Stovetop Mac and Cheese

Photo: Bob Esparza; Styling: Cindy Barr
At just over 300 calories, Mac and Cheese is no longer off limits. Because the sauce is thickened with flour, low-fat milk works well in this application.

Yield:

4 servings (serving size: 3/4 cup)

Recipe from

Nutritional Information

Calories 334
Caloriesfromfat 30 %
Fat 11 g
Satfat 6.5 g
Monofat 2.8 g
Polyfat 0.8 g
Protein 17.7 g
Carbohydrate 40.3 g
Fiber 1.7 g
Cholesterol 30 mg
Iron 2.1 mg
Sodium 661 mg
Calcium 417 mg

Ingredients

1 1/4 cups uncooked elbow macaroni (about 6 ounces)
1 cup 1% low-fat milk
2 tablespoons all-purpose flour
1 1/4 cups (5 ounces) shredded reduced-fat sharp cheddar cheese
1/2 teaspoon salt
1/8 teaspoon freshly ground black pepper
1 (1 1/2-ounce) slice white bread
1 tablespoon butter, melted

Preparation

Cook pasta according to package directions, omitting salt and fat. Drain.

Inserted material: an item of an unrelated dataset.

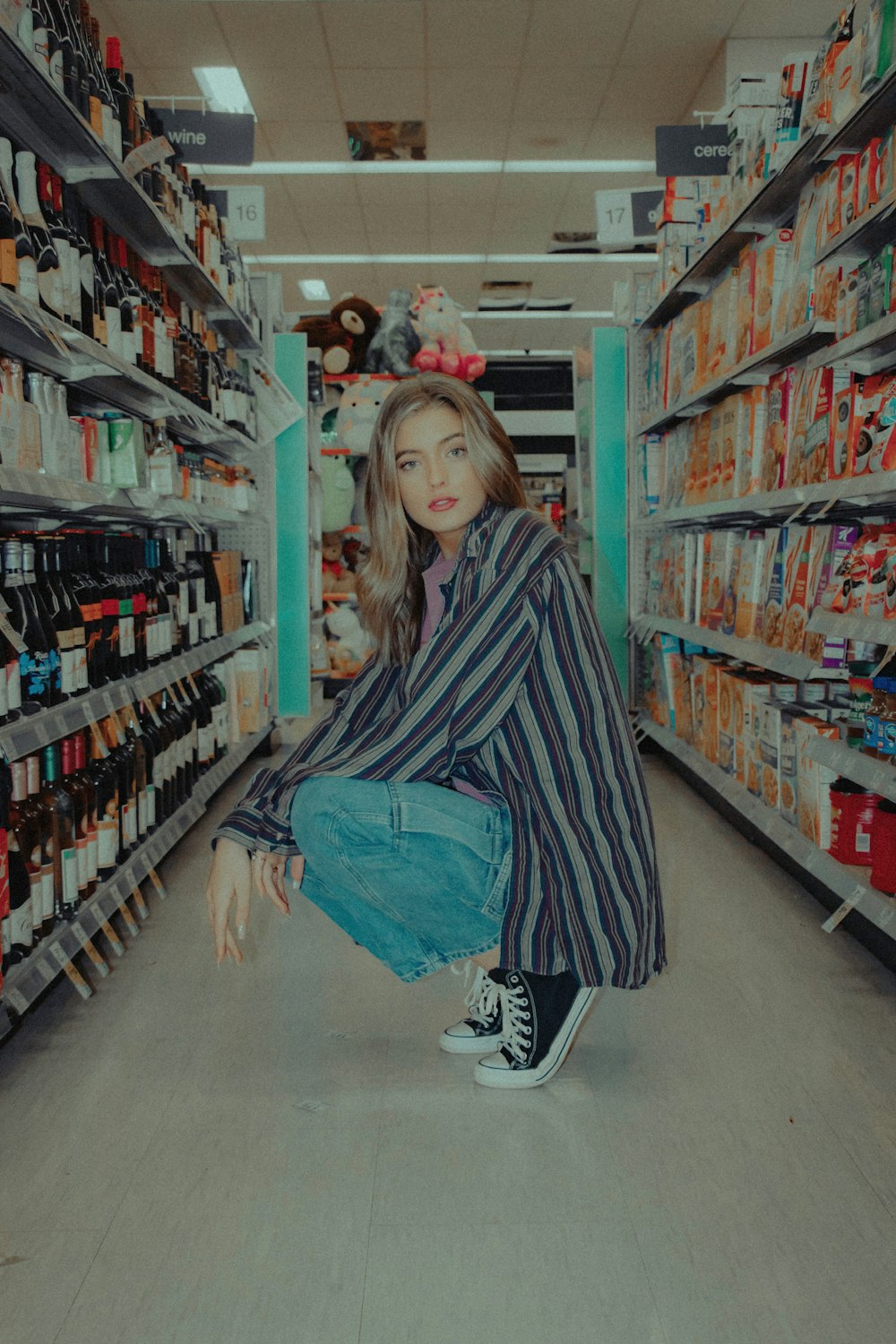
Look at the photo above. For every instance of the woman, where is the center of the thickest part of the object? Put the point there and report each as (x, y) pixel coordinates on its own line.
(476, 793)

Combine milk and flour in a medium saucepan, stirring with a whisk. Cook over medium heat 2 minutes or until thick, stirring constantly with a whisk. Add cheese, salt, and pepper, stirring with a whisk until smooth. Add pasta; toss to coat. Let stand 4 minutes.

Place bread in a food processor, and pulse 10 times or until the crumbs measure 1 1/4 cups.

Heat a large nonstick skillet over medium heat. Add breadcrumbs, and cook 5 minutes or until lightly browned, stirring occasionally. Stir in melted butter; cook 2 minutes, stirring occasionally. Sprinkle breadcrumb mixture over pasta mixture.